5. What's wrong with peanut butter? When did good, old PB get such a bad rep? Sure, half the country's youth is suddenly allergic to it, but it's got protein and fat and calories and even a little fiber. Lay off peanut butter, you fascists.
6. The day fruit snacks are banned from kids' lunch boxes is the day I finally make good on that threat to move to Canada. This is America, lady. A-freaking-merica. Fruit snacks are our jam. Literally, fruit snack jam would be so good.

Anyway, the school implies that the teacher must have gone rogue because they have no lunch policies in place and would never have allowed such a correspondence to be sent directly to a parent. And let it be known that the parent packed other items for her child, including a ham and cheese sandwich and a string cheese, which I would say is a damn sight better than potatoes with bread.

Honestly. There are restaurants in our city that won't provide potatoes or bread if you ask for them, let alone serve them together.

Enforcing healthy choices is important, and the school cafeterias and class curriculums need to help children understand how to eat well and feel good about their bodies. But shaming a child out of eating the Oreos her mother packed for her is not going to help her develop these skills. If anything, it's going to contribute to creating yet another woman with a twisted relationship with food. Lucky for this one, she and her therapist will be able to get straight to the root of the problem pretty quickly.

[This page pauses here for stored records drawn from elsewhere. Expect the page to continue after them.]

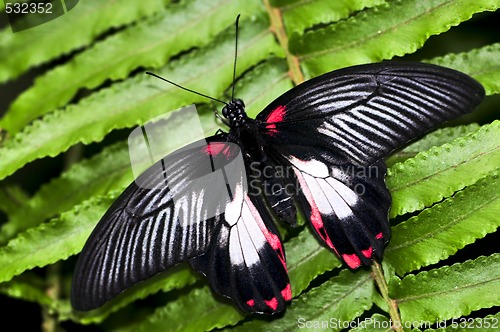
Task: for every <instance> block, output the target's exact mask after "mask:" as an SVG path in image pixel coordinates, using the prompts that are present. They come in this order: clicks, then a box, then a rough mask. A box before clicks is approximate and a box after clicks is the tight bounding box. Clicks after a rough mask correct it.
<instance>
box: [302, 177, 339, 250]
mask: <svg viewBox="0 0 500 332" xmlns="http://www.w3.org/2000/svg"><path fill="white" fill-rule="evenodd" d="M295 174H296V175H297V179H298V180H299V183H300V187H301V189H302V192H303V193H304V196H305V197H306V200H307V202H308V203H309V206H310V207H311V215H310V216H309V220H310V221H311V225H312V226H313V227H314V229H315V230H316V233H318V235H319V236H320V237H321V239H322V240H323V241H325V243H326V244H327V245H328V246H329V247H330V248H332V249H333V250H334V251H335V253H337V255H338V252H337V249H335V247H334V246H333V243H332V240H331V239H330V237H329V236H328V234H327V233H326V231H325V227H324V224H323V217H321V213H320V212H319V209H318V205H317V204H316V201H315V200H314V197H313V195H312V193H311V190H309V186H308V185H307V183H306V181H305V180H304V177H303V176H302V174H301V173H300V171H299V170H295Z"/></svg>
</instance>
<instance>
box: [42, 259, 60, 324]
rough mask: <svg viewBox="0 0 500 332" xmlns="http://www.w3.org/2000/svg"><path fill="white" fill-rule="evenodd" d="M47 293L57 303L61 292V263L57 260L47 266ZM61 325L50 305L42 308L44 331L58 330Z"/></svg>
mask: <svg viewBox="0 0 500 332" xmlns="http://www.w3.org/2000/svg"><path fill="white" fill-rule="evenodd" d="M46 292H47V294H48V295H49V297H50V298H52V300H53V301H54V303H56V302H57V301H58V300H59V298H60V293H61V263H60V262H56V263H54V264H52V265H49V266H48V267H47V290H46ZM60 330H61V329H60V327H59V324H58V321H57V318H56V317H55V315H54V313H52V312H51V310H50V308H49V307H46V306H44V307H43V308H42V331H43V332H58V331H60Z"/></svg>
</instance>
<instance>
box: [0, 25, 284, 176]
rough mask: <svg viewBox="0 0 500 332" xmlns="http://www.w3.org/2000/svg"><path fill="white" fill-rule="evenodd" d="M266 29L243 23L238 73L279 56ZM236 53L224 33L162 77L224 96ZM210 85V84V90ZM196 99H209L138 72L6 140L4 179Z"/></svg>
mask: <svg viewBox="0 0 500 332" xmlns="http://www.w3.org/2000/svg"><path fill="white" fill-rule="evenodd" d="M246 22H249V21H248V20H247V21H246ZM266 27H267V22H266V21H265V20H264V21H263V20H262V19H261V20H259V21H257V20H255V21H253V23H252V24H250V23H248V24H245V27H244V28H242V29H241V33H240V45H241V47H240V50H241V53H240V54H241V56H240V57H239V59H238V61H239V62H238V68H239V70H241V71H244V70H245V69H248V68H250V67H251V66H253V65H255V64H257V63H258V62H260V61H261V60H263V59H265V58H266V57H268V56H269V54H270V53H280V50H279V49H277V47H276V44H275V42H274V39H273V38H272V35H271V34H270V33H269V32H268V31H266ZM233 52H234V36H233V34H232V33H230V34H228V33H226V34H225V35H223V36H221V38H220V40H216V41H215V42H214V43H213V44H211V45H209V46H208V47H207V48H204V49H200V50H199V51H198V52H194V53H193V55H192V56H190V57H188V58H182V59H180V60H179V61H175V62H172V63H171V64H169V65H168V66H167V67H166V68H165V69H162V70H160V71H159V74H160V75H162V76H166V77H169V78H170V79H172V80H173V81H176V82H178V83H180V84H183V85H189V86H190V88H192V89H194V90H198V91H204V93H207V94H209V95H214V96H216V95H220V94H222V92H223V90H224V89H225V88H226V87H227V86H229V84H230V82H231V76H232V75H231V74H230V72H231V70H232V57H233ZM221 54H222V55H223V56H221ZM188 60H189V61H188ZM186 61H188V62H186ZM207 81H210V82H211V84H210V85H208V86H207V85H206V84H205V82H207ZM196 101H205V100H204V98H203V97H201V96H197V95H193V94H190V93H187V92H185V91H182V90H179V89H178V88H176V87H174V86H169V85H166V84H165V83H164V82H161V81H159V80H153V79H152V78H151V77H149V76H146V75H144V74H140V75H138V76H136V77H134V78H132V79H128V80H126V81H124V82H122V83H118V84H115V85H113V86H112V87H111V88H109V89H106V90H102V91H100V92H98V93H96V94H94V95H91V96H90V97H89V98H86V99H84V100H83V101H82V102H80V103H79V104H78V105H74V106H70V107H67V108H66V109H64V110H59V111H55V112H53V113H50V114H47V115H46V116H45V117H44V118H43V119H41V120H39V121H35V122H34V123H33V125H31V126H28V127H26V128H25V129H24V130H23V131H22V132H20V133H18V134H17V135H15V136H14V137H13V138H12V139H10V140H7V141H6V142H5V144H4V145H3V146H2V147H0V159H1V160H2V161H3V162H2V164H1V165H0V179H2V178H4V177H6V176H7V175H10V174H12V173H13V172H14V171H15V170H16V169H18V168H20V167H21V166H23V165H24V164H26V163H28V162H30V161H32V160H35V159H37V158H41V157H44V156H55V155H57V154H59V153H61V152H63V151H65V150H66V149H68V148H69V147H70V146H71V145H73V144H75V143H77V142H82V143H84V144H88V143H90V142H95V141H100V140H102V138H103V137H104V136H105V135H106V134H107V133H109V132H110V131H111V130H113V129H117V128H124V127H128V126H132V125H135V124H139V123H144V122H145V121H147V120H148V119H150V118H153V117H155V116H158V115H161V114H164V113H165V112H167V111H168V110H172V109H176V108H179V107H181V106H185V105H188V104H190V103H193V102H196ZM30 142H37V144H36V145H34V144H31V143H30Z"/></svg>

It is hard enough to get our kids to eat like regular humans. Is it so wrong to let them eat a few cookies? Isn't that part of what childhood is about? And will this teacher also send home kids who show up with juice boxes, because those are arguably even emptier calories? Maybe you would say four Oreos is too many for a 5-year-old. Maybe I'd agree, for my own child. But then again, am I in any position to judge another mother for how many cookies she allows her kid? I once found myself spoon-feeding icing to my daughter because she wouldn't try it and I needed her to know how wrong-headed she was being. I have let her eat nothing but cheddar bunny crackers for lunch because it was better than nothing, which is what she'd have consumed instead. Weeks have gone by when I have to hope that the tomato sauce on pizza really can count as a vegetable. We all live in glass houses filled with tater tots and uneaten string beans.